Its response was typified by President Emmerson Mnangagwa’s statement at a recent rally: “Teachers are teachers today because they were taught. If they do not return to work they will not be paid; my Cabinet has since resolved that we will only pay teachers who avail themselves at their workstations.”

So, teachers are not likely to get relief from this administration no matter how genuine their concerns are, which is also shared by the larger public service.

So, it is heartening that Ndebele brought the issue back in the spotlight. He had to raise a point of national interest in the National Assembly to point out that the government must urgently address the conditions of service of teachers.

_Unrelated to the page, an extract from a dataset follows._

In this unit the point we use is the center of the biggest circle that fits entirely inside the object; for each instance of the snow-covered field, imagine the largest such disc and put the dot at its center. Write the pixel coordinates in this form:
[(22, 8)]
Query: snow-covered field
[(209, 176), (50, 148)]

“I express dismay and shock on behalf of all teachers in the country in the way we as government treat our teachers. We are talking of people who have invested years and hard-earned money to get the best education available and acquire the requisite skills, yet they are denied a living wage under the sun,” Ndebele said.

“I will tell you a fact that our teachers are now going for Red Cross training to acquire a mere healthcare certificate so that they can go overseas.  We must do something as Parliament to curb this brain drain as we are losing teachers.”

The government makes it clear that it does not take the issues raised by teachers seriously, and has so far ignored any overtures to hold talks to review their salaries.

Recruiting new teachers does not solve the problem because the new employees will face the same challenge of poor salaries and they will likely be declaring incapacitation soon. And we keep going in circles.

Government needs to resolve the impasse with the teachers and make improving their conditions of service a priority. The dissatisfaction by teachers speaks to the wider frustrations by other public workers and the poor state of the economy in general.

And government needs to wake up to the dangers of failing to deal with the challenges.